We carry a few products that will boost the overall nutrition content of their new diet with; vitamins, minerals, antioxidants, fiber, etc. that will nourish their bodies on the cellular level and keep them thriving.
This is also around the time your pet will get their shots (hopefully you are working with a knowledgeable veterinarian who does not vaccinate puppies/kittens at an early stage, nor all at once!), so you are also going to want to give them something to support their immune system around this valuable time and to also protect their vital organs.
The king of omegas! There is a lot of debate out there whether to supplement puppies and kittens with activated or inactivated forms of omega-3's.
Well, first off let me address that even though both dogs and cats are carnivores, they are in fact two different species. So, with cats, please don’t waste your money on inactivated forms of omega-3’s, they are in fact obligate carnivores and cannot convert plant-based omega-3's into the form that they need (EPA/DHA). Say no to things like flax and hemp, and opt for converted forms of omegas, like fresh, cold-pressed quality fish oil (we also carry a non-fish based converted omega-3 supplement which is also a great option for cats!).
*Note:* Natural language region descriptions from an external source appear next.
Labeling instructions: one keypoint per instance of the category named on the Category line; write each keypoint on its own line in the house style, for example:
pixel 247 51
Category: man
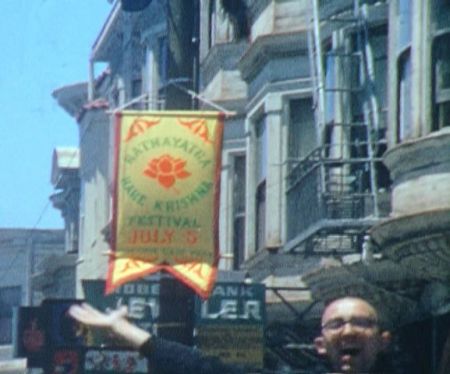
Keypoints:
pixel 351 340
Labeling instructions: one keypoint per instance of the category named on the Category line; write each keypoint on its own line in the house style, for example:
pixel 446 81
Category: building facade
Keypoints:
pixel 23 252
pixel 335 172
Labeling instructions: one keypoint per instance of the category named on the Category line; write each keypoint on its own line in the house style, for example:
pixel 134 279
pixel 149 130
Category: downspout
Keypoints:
pixel 91 81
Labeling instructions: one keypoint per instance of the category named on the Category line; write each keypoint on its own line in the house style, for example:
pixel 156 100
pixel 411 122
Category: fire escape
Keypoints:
pixel 339 190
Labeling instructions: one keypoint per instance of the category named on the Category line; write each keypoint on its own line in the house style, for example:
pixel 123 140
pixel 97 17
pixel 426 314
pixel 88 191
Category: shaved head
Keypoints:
pixel 351 338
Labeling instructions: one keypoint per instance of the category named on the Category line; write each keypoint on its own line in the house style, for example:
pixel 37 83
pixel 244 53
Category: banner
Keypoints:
pixel 166 197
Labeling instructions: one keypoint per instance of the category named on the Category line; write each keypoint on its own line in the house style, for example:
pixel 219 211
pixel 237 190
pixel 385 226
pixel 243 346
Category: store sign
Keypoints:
pixel 230 324
pixel 233 303
pixel 140 297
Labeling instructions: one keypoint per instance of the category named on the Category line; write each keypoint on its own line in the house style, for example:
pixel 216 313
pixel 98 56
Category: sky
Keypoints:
pixel 45 44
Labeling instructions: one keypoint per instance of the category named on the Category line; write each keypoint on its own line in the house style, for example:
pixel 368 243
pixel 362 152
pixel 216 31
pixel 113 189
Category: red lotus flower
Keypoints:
pixel 166 170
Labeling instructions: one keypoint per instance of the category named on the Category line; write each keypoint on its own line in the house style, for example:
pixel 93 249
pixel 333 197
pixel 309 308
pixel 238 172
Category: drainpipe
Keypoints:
pixel 91 81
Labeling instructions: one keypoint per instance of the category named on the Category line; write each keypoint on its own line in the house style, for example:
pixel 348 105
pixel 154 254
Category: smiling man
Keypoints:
pixel 351 338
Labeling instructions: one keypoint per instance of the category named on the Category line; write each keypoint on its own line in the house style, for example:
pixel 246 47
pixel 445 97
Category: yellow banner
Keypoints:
pixel 166 197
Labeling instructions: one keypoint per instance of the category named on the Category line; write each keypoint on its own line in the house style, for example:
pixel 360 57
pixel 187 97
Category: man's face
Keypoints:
pixel 351 338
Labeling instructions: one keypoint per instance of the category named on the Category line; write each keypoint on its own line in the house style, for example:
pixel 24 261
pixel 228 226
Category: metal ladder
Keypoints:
pixel 357 22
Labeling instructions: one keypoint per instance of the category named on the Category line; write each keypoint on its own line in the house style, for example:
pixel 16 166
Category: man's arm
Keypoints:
pixel 114 322
pixel 164 356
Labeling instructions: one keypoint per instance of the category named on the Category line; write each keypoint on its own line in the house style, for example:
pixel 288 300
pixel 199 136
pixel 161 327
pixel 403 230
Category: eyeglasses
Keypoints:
pixel 358 323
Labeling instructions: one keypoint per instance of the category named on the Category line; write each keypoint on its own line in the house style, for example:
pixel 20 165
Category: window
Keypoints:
pixel 239 181
pixel 404 22
pixel 261 173
pixel 441 82
pixel 301 131
pixel 136 91
pixel 9 297
pixel 212 23
pixel 404 127
pixel 163 55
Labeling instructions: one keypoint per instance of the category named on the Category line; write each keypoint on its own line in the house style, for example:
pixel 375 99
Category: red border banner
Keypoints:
pixel 166 197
As previously mentioned, dogs can convert inactivated omega-3's to the active EPA/DHA form, however, in my humble opinion, a pup that is now in a new home, stressed, trying to learn what is right and what is left, I would suggest, do them the favor of just supplementing with an activated form of omega-3 (one less thing for their bodies to do!), once they get to the 6 month stage of life, then you can start experimenting with other oils, where they can efficiently do the conversion.
Slippery Elm Bark Powder
This is a holy grail product where it should live in your cupboard always!
What is it?
Slippery elm bark is a mucilaginous herb that will bind diarrhea in its tracts! It is also a prebiotic and very soothing to the throat and entire digestive tract and will help relieve IBD conditions. You can either mix it in food or give straight by mixing in water (my preferred method) as they sometimes aren’t a fan of the taste and I find it works faster this way.
Remember, puppies and kittens need more sleep than they do exercise in this stage of their lives, make sure they do get some however, not too high in intensity but also not too little. Get them out exploring, with fresh air and plenty of socialization. Also remember that you are now their sole educator, so, teach them well!
‘Mother knows best’, by Lea Benjamin is a great reference book for training and early canine education and psychology, for both new and seasoned dog owners.
The kitten pictured above is Molly, she is fed a species appropriate diet with supplementation, and is now 8 years old. She has not had to see a vet in almost her entire life.
The 2 monkeys that are pictured here at 5 months old is Matty (Matteas) and Missy. They are both Great Pyrenees. They turned 8 years old last month. They are fed a species appropriate diet with supplementation. They also have not had to see the vet in almost their entire life. They still play like they are puppies.
Lucy is an avid pet mom; with dogs, cats, goats and horses to keep her busy! All of her pet 'kids' are fed a species appropriate diet with proper supplementation so she can watch them thrive. Her expertise and experience lie in nutraceutical supplementation and is a health advocate for proper diet and nutrition. Her other passions in life are schutzhund and equestrian riding.